Last year, unions hoped public pressure would force the Republican-led Senate under President Obama to take up his nomination of Merrick Garland for the ninth seat. They also devoted their energy and resources to electing Hillary Clinton, whose court choice could have stalled any further agency fee cases for years.

Now the unions, particularly teachers unions, must face the probability of operating and financing in an entirely new way. Their first order of business is to prepare not only for lost fees, but the loss of members.

The law currently allows a teacher to choose between paying 100 percent of union dues or about 70 percent — the difference between what the union determines it spends on activities not related to collective bargaining (for example, political campaigns). The less-expensive, fee-payer option means a loss of membership privileges such as liability insurance coverage and the ability to vote on contract ratification. Rather than forego these privileges, some teachers pay the extra 30 percent to remain members.

Where mandatory fees don’t exist — in right-to-work states — teachers choose between paying 100 percent of union dues or paying nothing. Teachers who might be reluctant union members in states with mandatory fees may leave the union entirely because the financial incentive is much higher.

Though a Janus ruling — assuming the high court hears it — will probably not come down until June of next year, teachers unions have begun feeling out the first tentative steps toward life after agency fees.

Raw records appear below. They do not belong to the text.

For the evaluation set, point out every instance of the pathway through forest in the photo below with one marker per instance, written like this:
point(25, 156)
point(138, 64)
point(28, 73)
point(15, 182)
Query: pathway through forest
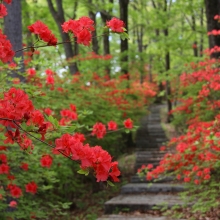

National Education Association: The national union has modified its proposed budget for 2017–18 to include an estimated loss of 20,000 full-time equivalent members. This seems accurate because even larger losses won’t be felt until the 2018–19 school year.

California Teachers Association: The union’s executive director recently warned activists to be prepared for membership losses as high as 30 percent to 40 percent. Despite his alert, CTA does not seem to have made any adjustments to its own 2017–18 budget.

United Federation of Teachers: UFT’s New York City local estimates a 20 percent reduction in membership and feels it can safely cut $16 million, which is about 10 percent of the annual dues it collects.

Massachusetts Teachers Association: The union hired an accounting firm to determine a prudent level of reserves should agency fees disappear. But because of increases in staff pension and post-retirement health care liabilities, MTA had net assets of negative $3.5 million at the end of 2016.

Washington Education Association: WEA is currently in contract negotiations with its employees, and it proposed that their pensions be based on their career average earnings, rather than their three highest-earning years. The union has $55.5 million in pension and post-retirement health care liabilities. In fact, many NEA state affiliates are finding that pension cost control is as sticky an issue for them as it is for state and local governments across the country.

Hawaii State Teachers Association: The union’s board of directors began reducing expenditures by proposing that the annual state convention become biennial. HSTA will also fund fewer delegates to attend the annual NEA Representative Assembly.

Other affiliates in agency fee states will doubtless make similar adjustments in advance of any Supreme Court ruling. It isn’t clear if any affiliates in right-to-work states have realized their own vulnerability. Membership losses in agency fee states mean less money overall reaching national headquarters. That means less money is available for the subsidies on which current right-to-work affiliates heavily rely.

In short, teachers unions are doing something, but there is little evidence that they are prepared for the revolutionary change in their usual operations that an adverse Janus decision will bring. And time is running out.